Three months after his early release from HM Prison Pentonville, where he was serving a 21-month civil sentence related to contempt of court, Mr Su explained he was still determined to reveal the truth in order to clear his name in an exclusive interview with Lloyd’s List.
In the interview, recorded in London on July 29 for the Lloyd’s List podcast, the Taiwanese shipowner told of his time at Pentonville and how the experience changed his life.
He spoke of being threatened with a knife, refusing to take drugs and witnessing fights daily.

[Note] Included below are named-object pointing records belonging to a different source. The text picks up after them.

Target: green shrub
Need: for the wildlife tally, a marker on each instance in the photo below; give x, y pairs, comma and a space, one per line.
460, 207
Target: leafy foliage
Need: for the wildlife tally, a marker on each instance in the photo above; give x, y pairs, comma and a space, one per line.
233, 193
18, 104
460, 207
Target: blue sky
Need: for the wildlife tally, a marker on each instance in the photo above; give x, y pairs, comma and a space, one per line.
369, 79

The 62-year-old was best known as one of the commodities super-cycle’s biggest high-flyers and risk takers in the international maritime world from 2005 until 2009. At one stage he operated more than 100 vessels, and ordered ships in billion-dollar deals, all backed with massive futures positions in the wet and dry shipping markets.
When the market collapsed and he was on the wrong side of many of these trades, Mr Su embarked on protracted litigation, mostly representing himself, to fight the many court judgements that didn’t rule in his favour.

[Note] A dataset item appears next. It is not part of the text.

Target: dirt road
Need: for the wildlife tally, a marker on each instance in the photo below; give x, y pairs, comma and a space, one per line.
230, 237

He was jailed in March 2019 for “continuing substantial failures to disclose his assets” without any defence or apology according to the Commercial Court judgements. His passport was seized and he was arrested as he attempted to embark on a ferry at Liverpool after a series of hearings resulted in an arrest warrant.

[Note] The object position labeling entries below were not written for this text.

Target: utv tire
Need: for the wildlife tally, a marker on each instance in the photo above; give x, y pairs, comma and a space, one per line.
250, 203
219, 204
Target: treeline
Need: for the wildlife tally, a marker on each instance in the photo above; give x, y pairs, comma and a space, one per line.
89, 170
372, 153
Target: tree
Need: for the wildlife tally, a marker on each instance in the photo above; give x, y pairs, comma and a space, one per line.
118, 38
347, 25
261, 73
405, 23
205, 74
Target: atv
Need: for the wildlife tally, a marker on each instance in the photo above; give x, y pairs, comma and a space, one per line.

Claimants, including Greek shipowner Polys Haji-Ioannou, took the court action as part of decade-long attempts to recover money owed which included a $57m judgement in November 2014.
Looking relaxed and happy, Mr Su told Lloyd’s List over lunch at a favourite Turkish restaurant that his petition for personal insolvency was granted on July 8, and he must report to the police station at Charing Cross daily as part of his early release conditions.
The early release was part of government attempts to free non-violent prisoners at the height of the coronavirus pandemic, which Mr Su said was spreading rapidly in Pentonville.
He maintains he will continue his legal battles in a dispute that pits him against one of the most famous Greek shipping families. Legal proceedings against him are continuing. Mr Su told how his apartment was raided in June, and documents and computers seized under a search warrant.
This signals that the protracted and expansive litigation against shipowners, banks and other principals that has engaged Mr Su for the past 12 years, is far from over. He has long crusaded against banks, including the former Royal Bank of Scotland, writing of his experience within the global financial collapse in his self-published book The Gold Man From the East.